Evim! Güzel evim! Özellikle bu iki ezberin tekrar sorgulanması amaçlayan bir oyun. Hiçbir habere konu olmadığı için yakın arkadaşlarla ailenin diğer fertleriyle konuşulmadığı için sanki yok gibi davrandığımız şiddet üzerine düşünmek isteyen bir oyun.
Bulut oyunlarının üst amacını her zaman Dünya’yı değiştirmek olarak koyuyoruz. Bu oyun için de aynı şey geçerli. Bu amacımız yanlış anlaşılmasın, bizim için Dünya’yı değiştirmek bir kişiyi değiştirmekten geçiyor ve bu değişim “yalnız değilmişim” cümlesi kadar basit bir değişim olabiliyor.
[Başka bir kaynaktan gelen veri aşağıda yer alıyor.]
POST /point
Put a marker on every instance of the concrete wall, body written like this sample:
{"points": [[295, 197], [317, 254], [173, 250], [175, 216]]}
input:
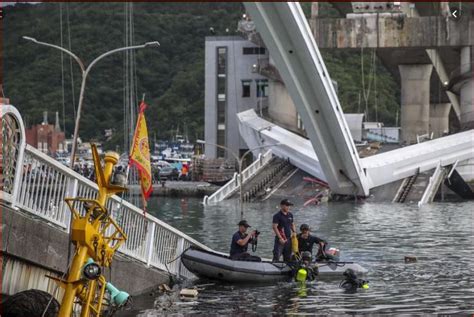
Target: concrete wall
{"points": [[239, 67], [391, 31], [281, 108], [35, 248], [439, 119], [415, 101]]}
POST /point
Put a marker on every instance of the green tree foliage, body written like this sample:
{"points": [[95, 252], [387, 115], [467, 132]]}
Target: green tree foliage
{"points": [[172, 76]]}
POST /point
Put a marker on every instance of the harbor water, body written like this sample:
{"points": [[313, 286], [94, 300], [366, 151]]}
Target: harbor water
{"points": [[377, 236]]}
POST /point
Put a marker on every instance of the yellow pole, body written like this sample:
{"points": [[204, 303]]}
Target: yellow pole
{"points": [[74, 283], [71, 286], [85, 312]]}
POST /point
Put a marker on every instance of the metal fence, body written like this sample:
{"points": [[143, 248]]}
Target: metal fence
{"points": [[232, 185], [39, 184]]}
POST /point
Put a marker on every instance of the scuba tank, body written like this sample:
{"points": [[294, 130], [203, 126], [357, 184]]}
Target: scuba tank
{"points": [[294, 245], [301, 275]]}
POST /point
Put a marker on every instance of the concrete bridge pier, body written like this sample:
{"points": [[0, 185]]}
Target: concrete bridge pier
{"points": [[415, 101], [467, 104]]}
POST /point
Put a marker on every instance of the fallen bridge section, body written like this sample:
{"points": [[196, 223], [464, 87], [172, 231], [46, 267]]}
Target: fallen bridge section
{"points": [[257, 131], [380, 169]]}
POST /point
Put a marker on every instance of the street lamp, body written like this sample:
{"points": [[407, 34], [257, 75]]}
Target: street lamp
{"points": [[85, 72], [240, 162]]}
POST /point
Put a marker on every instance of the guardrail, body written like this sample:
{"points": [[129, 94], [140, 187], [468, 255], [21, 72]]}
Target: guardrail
{"points": [[231, 186], [433, 185], [40, 185]]}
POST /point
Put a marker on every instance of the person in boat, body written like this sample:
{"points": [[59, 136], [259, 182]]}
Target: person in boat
{"points": [[240, 242], [306, 241], [283, 226]]}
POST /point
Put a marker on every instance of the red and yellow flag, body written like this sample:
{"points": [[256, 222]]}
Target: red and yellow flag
{"points": [[140, 155]]}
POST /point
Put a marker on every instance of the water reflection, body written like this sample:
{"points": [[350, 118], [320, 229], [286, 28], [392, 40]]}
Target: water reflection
{"points": [[377, 236]]}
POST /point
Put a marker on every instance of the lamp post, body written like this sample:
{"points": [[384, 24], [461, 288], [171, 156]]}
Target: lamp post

Oyunun bu anlamda bizim hedeflediğimiz sonucu sağladığını gönül rahatlığıyla söyleyebilirim. Oyunu izleyenlerden “bunu bir tek ben yaşıyorum sanıyordum”, “annemi hiç anlamamışım”, “kimseye anlatamamıştım” gibi cümleleri hem ben hem oyuncu arkadaşlarım hem de ekibin geri kalanı sıkça duyuyoruz.
Oyunu yazarken yalnız olmadığımı görmek istiyordum şimdi hiç kimsenin yalnız olmadığını bilmesini istiyorum. Sanırım oyunu oynamaya farklı şehirlere farklı insanlara ulaştırdıkça bunu daha fazla göreceğiz.
Bu oyunu ben yazdım fakat dramaturglarımız Ayşe Gül Altınay, Özlem Karadağ ve Fatih Artvinli’nin derin analizleri ve yönlendirmeleri, Füsun Demirel’in hem oyunculuk tecrübesiyle hem feminist bakış açısıyla katkıları diğer oyuncu arkadaşlarımızın deneyimleri ve teknik ekipteki arkadaşlarımızın kendi tecrübeleri oyunun son haline gelmesini sağladı.
Evim! Güzel Evim! Bizi dönüştürmeye devam ediyor umarım her dokunduğumuz insana da aynı etkiyi yapar.
Evim! Güzel evim! oyununda başrolü oynayan Füsun Demirel ise Yarın Haber’e şöyle konuştu:
Ebru Nihan Celkan texti gönderdi, okudum. Aile içi şiddet çok hassas olduğumuz bir konu. Melek karakteri ilgimi çekti. Çünkü yasadığı psikolojik ve fiziksel şiddete rağmen aile birliğini ve evliliğini korumak için caba gösteriyordu.
Bir de tabii bulut tiyatronun diğer oyuncularıyla tanıştığımda o gençlerin ışıldayan yüzlerini görünce oyuna dahil olmam gerekliliğini anladım.
Oyunu izleyen hem tiyatro eleştirmenleri hem. Seyircilerden çok iyi notlar aldık. Oyun herkesi çok etkiledi. Kadını da erkeği de genci de yaşlıyı da çok etkiledi. Çünkü bu ülke topraklarında yaşayıp da psikolojik ve fiziksel şiddeti yasamamış insan herhalde yoktur. Hele hele kadınsanız bu oran katlanır. Hemen herkes kendinden ailesinden yakın çevresinden bir şeyler buldu oyunda.
Ve bu travmaların bu acıların ortak olduğuna çözümünde ortak bulunabileceğine kanaat getirdiler pek çoğu. Biz oyunu sadece İstanbul’da Beyoğlu’nda ve ayda bir iki oyunla sınırlandırmayıp geniş kitlelere ulaştırabildiğimiz oranda kadına yönelik şiddeti önlenebilir kılmanın minik adımlarından biri olduğumuz inancını taşıyabiliriz.